Mayor of Antanifotsy
- Incumbent
- Assumed office 2019

Personal details
- Born: Tosiharilova Rajaona 6 April 1974 Antanifotsy, Madagascar
- Parent: Justin Rajaona (father);
- Alma mater: University of Bergen; Lycée Voltaire (Orléans) [fr];

= Lova Rajaona =

Mayor of Antanifotsy since 2019

Tosiharilova Rajaona (born 6 April 1974) is a Malagasy politician who has served as the mayor of Antanifotsy since 2019. Born and raised in Antanifotsy, she moved to France and later Norway to pursue her secondary and post-secondary studies abroad. She ultimately chose to stay in Norway and start a family there, making regular trips to her hometown to run local community projects through her Bluways organisation. After spending nearly two decades in Norway, Rajaona returned to Antanifotsy to run for political office, believing that she could do more for her hometown in a position of power. She was elected mayor of Antanifotsy in 2019.

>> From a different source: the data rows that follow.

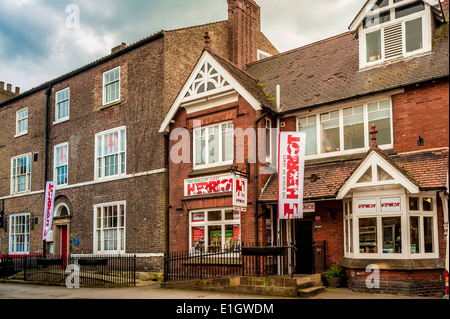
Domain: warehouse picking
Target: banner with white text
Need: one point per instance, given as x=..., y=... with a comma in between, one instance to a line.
x=49, y=202
x=291, y=169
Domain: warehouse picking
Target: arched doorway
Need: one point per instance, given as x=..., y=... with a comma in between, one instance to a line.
x=61, y=230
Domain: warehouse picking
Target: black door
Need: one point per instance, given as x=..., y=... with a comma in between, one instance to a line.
x=304, y=257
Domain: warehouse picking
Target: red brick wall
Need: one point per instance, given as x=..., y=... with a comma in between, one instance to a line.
x=421, y=111
x=243, y=116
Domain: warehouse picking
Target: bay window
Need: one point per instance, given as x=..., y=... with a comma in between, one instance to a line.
x=347, y=130
x=214, y=230
x=214, y=145
x=385, y=227
x=395, y=30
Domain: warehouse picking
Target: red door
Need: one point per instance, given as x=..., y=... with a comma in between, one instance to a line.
x=64, y=245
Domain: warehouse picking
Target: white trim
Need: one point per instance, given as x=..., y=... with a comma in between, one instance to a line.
x=372, y=162
x=138, y=255
x=104, y=86
x=153, y=172
x=18, y=134
x=10, y=234
x=207, y=57
x=66, y=118
x=118, y=238
x=96, y=156
x=366, y=11
x=426, y=35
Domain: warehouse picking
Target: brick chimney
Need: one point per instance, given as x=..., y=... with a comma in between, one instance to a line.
x=118, y=48
x=244, y=17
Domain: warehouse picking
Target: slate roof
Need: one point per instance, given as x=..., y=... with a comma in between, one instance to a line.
x=427, y=169
x=328, y=71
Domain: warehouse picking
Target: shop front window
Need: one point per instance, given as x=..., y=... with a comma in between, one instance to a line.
x=215, y=230
x=383, y=227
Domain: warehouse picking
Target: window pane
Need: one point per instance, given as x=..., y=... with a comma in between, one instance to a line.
x=392, y=235
x=373, y=46
x=427, y=204
x=414, y=35
x=213, y=144
x=330, y=133
x=227, y=143
x=354, y=129
x=198, y=238
x=216, y=215
x=413, y=203
x=200, y=144
x=309, y=126
x=215, y=238
x=368, y=236
x=414, y=234
x=428, y=234
x=409, y=9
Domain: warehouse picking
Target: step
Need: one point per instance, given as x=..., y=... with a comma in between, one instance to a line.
x=303, y=284
x=310, y=291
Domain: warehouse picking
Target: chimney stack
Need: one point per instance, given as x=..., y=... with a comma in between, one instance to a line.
x=244, y=18
x=118, y=48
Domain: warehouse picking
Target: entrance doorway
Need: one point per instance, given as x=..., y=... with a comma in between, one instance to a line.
x=304, y=243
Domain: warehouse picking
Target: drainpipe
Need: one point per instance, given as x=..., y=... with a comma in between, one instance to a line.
x=255, y=172
x=48, y=93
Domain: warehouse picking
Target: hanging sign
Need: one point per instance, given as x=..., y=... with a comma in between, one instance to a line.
x=390, y=204
x=291, y=168
x=208, y=185
x=49, y=202
x=367, y=206
x=240, y=188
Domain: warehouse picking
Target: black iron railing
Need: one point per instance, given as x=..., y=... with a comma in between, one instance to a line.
x=85, y=271
x=245, y=259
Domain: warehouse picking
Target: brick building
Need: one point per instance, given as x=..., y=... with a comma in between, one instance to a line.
x=94, y=131
x=374, y=105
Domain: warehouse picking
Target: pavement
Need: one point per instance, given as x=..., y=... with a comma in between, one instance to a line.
x=153, y=291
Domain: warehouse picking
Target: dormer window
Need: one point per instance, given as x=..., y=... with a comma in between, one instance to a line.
x=393, y=29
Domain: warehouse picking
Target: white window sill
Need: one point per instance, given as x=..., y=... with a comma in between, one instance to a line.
x=21, y=134
x=61, y=120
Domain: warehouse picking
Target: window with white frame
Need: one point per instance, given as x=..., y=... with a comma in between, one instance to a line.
x=22, y=122
x=391, y=226
x=213, y=145
x=269, y=140
x=21, y=174
x=109, y=228
x=110, y=153
x=19, y=233
x=61, y=163
x=214, y=230
x=62, y=105
x=111, y=86
x=347, y=130
x=395, y=29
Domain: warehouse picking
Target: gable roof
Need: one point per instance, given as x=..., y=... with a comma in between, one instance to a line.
x=328, y=71
x=239, y=80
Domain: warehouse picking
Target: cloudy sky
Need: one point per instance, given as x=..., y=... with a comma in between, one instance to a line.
x=43, y=39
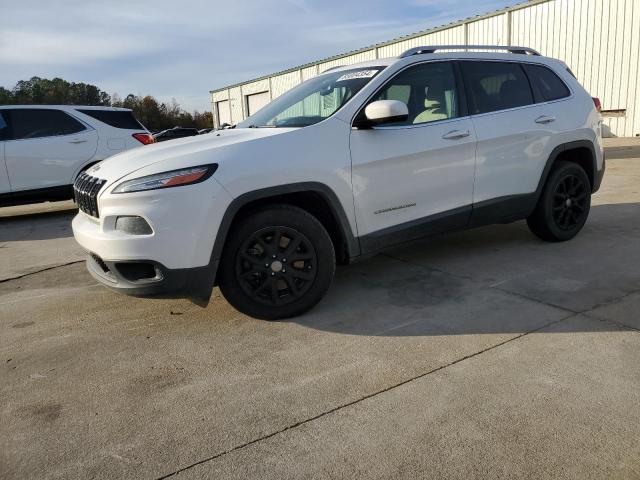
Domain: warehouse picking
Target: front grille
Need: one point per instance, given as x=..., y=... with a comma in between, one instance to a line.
x=85, y=193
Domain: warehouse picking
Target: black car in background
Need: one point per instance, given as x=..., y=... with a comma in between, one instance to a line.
x=175, y=132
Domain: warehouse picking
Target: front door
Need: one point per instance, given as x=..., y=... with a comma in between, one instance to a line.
x=5, y=187
x=46, y=148
x=415, y=177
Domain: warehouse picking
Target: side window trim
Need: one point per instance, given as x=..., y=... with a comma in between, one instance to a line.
x=462, y=105
x=537, y=95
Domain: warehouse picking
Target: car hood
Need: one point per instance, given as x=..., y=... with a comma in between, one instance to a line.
x=195, y=150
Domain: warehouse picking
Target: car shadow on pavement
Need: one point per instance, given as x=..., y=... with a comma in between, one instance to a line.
x=491, y=280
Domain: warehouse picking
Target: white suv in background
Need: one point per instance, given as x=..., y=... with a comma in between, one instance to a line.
x=352, y=161
x=43, y=148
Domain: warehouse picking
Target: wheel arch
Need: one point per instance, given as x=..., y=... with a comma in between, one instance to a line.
x=314, y=197
x=582, y=152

== Early life and education ==
Tosiharilova Rajaona was born on 6 April 1974 in the rural commune of Antanifotsy. Her father was Justin Rajaona, previously the member of parliament for Antanifotsy. After finishing her second year of secondary school in Madagascar, Rajaona moved to France where she studied at Lycée Voltaire in Orléans. She then moved to Norway to continue her secondary and post-secondary studies. She graduated from the University of Bergen and thereafter chose to settle in Norway, starting a family there. She founded the Blueways organisation to combat poverty in Madagascar through community projects, particularly in the field of education. Rajaona's regular trips to her hometown, in which she observed growing poverty and deteriorating living conditions, eventually convinced her to return to Madagascar after nearly two decades in Norway.

== Political career ==
Rajaona hoped to "contribute to the reconstruction" of Antanifotsy through political office. A few months after she returned to Madagascar in 2019, the country held national and local elections, including the mayoral race for Antanifotsy. Following her father's footsteps, she declined a job offer as a deputy and pursued electoral politics, running in and winning the mayoral race in her hometown. Rajaona became the first woman mayor of Antanifotsy. Upon accepting her mandate, Rajaona said, "My father did his part for the population, and now it's my turn to do mine."

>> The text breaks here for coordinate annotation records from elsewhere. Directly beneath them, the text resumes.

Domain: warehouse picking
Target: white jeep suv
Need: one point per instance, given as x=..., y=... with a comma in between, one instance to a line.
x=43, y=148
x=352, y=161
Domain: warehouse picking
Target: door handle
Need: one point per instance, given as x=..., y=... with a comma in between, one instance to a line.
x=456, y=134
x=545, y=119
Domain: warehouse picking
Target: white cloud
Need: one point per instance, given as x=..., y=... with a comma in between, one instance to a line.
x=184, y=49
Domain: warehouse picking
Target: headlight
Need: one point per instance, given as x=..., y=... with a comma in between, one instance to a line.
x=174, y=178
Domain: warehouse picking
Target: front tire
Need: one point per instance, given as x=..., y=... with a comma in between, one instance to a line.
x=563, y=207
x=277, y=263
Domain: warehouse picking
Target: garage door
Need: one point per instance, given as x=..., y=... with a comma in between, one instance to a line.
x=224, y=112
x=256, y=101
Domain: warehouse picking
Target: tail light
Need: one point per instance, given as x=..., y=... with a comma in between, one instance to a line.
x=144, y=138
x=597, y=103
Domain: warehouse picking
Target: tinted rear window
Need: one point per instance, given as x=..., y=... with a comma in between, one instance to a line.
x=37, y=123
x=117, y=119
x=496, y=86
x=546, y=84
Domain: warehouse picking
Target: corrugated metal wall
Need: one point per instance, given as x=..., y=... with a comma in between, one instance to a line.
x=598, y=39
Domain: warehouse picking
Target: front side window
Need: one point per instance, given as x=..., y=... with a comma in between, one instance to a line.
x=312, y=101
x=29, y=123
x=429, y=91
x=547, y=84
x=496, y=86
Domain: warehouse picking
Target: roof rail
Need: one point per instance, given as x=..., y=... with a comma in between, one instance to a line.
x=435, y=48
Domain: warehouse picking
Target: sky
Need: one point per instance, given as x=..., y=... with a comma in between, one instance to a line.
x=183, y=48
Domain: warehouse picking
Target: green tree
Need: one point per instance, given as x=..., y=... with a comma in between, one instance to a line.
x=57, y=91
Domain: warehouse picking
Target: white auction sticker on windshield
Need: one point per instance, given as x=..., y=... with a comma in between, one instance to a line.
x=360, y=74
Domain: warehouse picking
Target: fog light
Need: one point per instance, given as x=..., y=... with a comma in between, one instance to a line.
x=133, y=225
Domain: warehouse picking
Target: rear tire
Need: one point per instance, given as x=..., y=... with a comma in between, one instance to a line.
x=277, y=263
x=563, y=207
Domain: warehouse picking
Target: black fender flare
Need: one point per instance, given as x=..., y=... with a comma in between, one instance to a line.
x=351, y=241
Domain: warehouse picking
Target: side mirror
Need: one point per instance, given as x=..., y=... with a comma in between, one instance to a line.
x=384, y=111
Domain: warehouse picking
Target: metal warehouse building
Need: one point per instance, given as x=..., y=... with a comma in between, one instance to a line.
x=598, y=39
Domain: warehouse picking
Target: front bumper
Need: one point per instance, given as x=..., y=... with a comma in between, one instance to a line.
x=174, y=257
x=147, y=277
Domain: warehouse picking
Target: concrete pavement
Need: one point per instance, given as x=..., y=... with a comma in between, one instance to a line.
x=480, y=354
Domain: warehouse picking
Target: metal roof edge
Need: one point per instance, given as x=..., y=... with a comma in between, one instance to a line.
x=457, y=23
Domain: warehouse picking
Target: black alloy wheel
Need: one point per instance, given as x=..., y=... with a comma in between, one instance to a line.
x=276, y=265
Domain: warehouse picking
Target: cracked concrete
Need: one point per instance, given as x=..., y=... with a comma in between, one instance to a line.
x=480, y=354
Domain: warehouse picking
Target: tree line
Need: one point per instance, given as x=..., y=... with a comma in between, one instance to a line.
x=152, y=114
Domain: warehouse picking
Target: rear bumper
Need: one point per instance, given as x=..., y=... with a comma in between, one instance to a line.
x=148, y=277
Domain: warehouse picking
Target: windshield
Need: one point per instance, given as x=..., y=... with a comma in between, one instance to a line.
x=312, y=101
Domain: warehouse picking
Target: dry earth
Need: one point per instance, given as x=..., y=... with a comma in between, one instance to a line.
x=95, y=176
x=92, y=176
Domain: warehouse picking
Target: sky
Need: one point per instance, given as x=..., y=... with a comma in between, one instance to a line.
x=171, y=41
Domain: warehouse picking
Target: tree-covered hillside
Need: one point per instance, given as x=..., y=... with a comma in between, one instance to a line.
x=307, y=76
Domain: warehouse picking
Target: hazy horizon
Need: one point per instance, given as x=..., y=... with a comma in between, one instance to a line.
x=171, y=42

Rajaona launched an ambitious reform program shortly after becoming mayor. She aimed to combat corruption and improve the efficiency of the local administration by providing online services. The first breakthrough of her mayorship was the acceleration of the process for citizens to obtain copies of their civil documents. Rajaona celebrated her administration's achievement by saying, "Before, it took a week. Today, 15 minutes is enough." She credited the initiative's success to the personnel management skills she learned in Norway.

Rajaona's early efforts to create a sense of community and collective responsibility in Antanifotsy were less successful. According to Rajaona, residents were not responsive to her campaign to clean up the commune's streets, particularly the waste around the town hall. In response, Rajaona participated in communal baths and began community discussions on development to connect with the local populace. She also encouraged her colleagues in the local administration to do the same. She later stated that the goal was to have citizens familiarise themselves with the local authorities, so that they may work together effectively. One consequence of this initiative was an increase in the observance of tax collection, which rose from almost nothing at the start of Rajaona's mandate to 70% near the end.

Rajaona met with several national ministers throughout her tenure to discuss the revitalisation and development of Antanifotsy.